The pair were married on a fall day in 1962 in Rasmiye’s house in Beit Awwa. She wore a white dress and rode a camel from her family home to her husband’s, changing seven times into seven different-colored dresses, according to regional tradition.
A happy life
Hisham died in 2005 at 63, but the couple were happily married for more than half a century and raised nine children. Hisham taught them to read and write, and the couple watched as their children got married and started families of their own.
“I have never seen a relationship like the one my parents had,” said Riham Al Suwaiti, 49, who also now has nine children of her own. “My mother meant everything to my father. He loved her so much. The entire town knows how special their relationship was.”

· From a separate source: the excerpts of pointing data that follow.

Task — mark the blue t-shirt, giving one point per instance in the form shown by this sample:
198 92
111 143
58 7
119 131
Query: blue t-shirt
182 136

Riham recalled how her father would return from pilgrimages to Mecca with bags brimming with presents for his wife and how he would sporadically buy her gold bangles, necklaces and rings to demonstrate his love.
“He used to give her everything she wanted and wished for,” she said.
The pair were inseparable, working alongside each other growing olive trees and tending sheep, according to their children. Hisham would look after the flock, and from the milk, Rasmiye would make yogurt, labneh and cheese that they would sell, along with the olives and oil, at markets in Beit Awwa.
Once home, they would share the household chores, and their father would help the children study because Rasmiye could not read or write, Riham said.
By their children’s accounts, their life was happy even as the Israeli-Palestinian conflict waxed and waned around them.
The family bond
Following her husband’s death, Rasmiye spent the rest of her life in mourning, Riham said. Her children rallied around her, spoiling her as their father had.
“I used to visit her every day with my wife and kids,” Jihad said. “We did everything we could for her not to feel his absence.”
But still, overcome with grief, she struggled to leave the house and even missed her grandson’s wedding, Riham said.
Rasmiye’s children do not know how or when she contracted the coronavirus.
Some who visited her in her house in Beit Awwa later tested positive for the virus, Jihad said, but it’s unclear when it passed silently from one to another.
This spring, the West Bank locked down hard and fast in a bid to quash the coronavirus outbreak. By the end of May, the Palestinian Authority’s strict measures appeared to have paid off, with around 450 confirmed cases and just three deaths in the kidney-shaped territory, according to the authority’s figures. But cases are now rising.
When Rasmiye contracted the coronavirus, it was not the first time she had been seriously sick.
In 2015, she was diagnosed with leukemia, and Jihad would drive her on the winding road to Bethlehem to get treatment. Even when she asked, he would not tell her she had cancer but instead said she was getting treatment for her feet.
As her health deteriorated with the coronavirus, Jihad would watch her from her window ledge to make sure she was taking in oxygen.
Asked about the now-famous picture of him scaling the hospital wall to see his mother in her final days, Jihad said the moment the doctors left the room, he would climb through the window and sit by her bed protected only by a mask and gloves.
“If I left her for one second, she would take off her oxygen mask,” he said.
In her last moments, as death began to take her, she muttered.
“‘I want to sleep at Jihad’s house. I want to sleep,’” he recalled.
“She died in my arms,” he said. “She used to be my entire life. She used to be my everything: my happiness, my friend, my homeland.”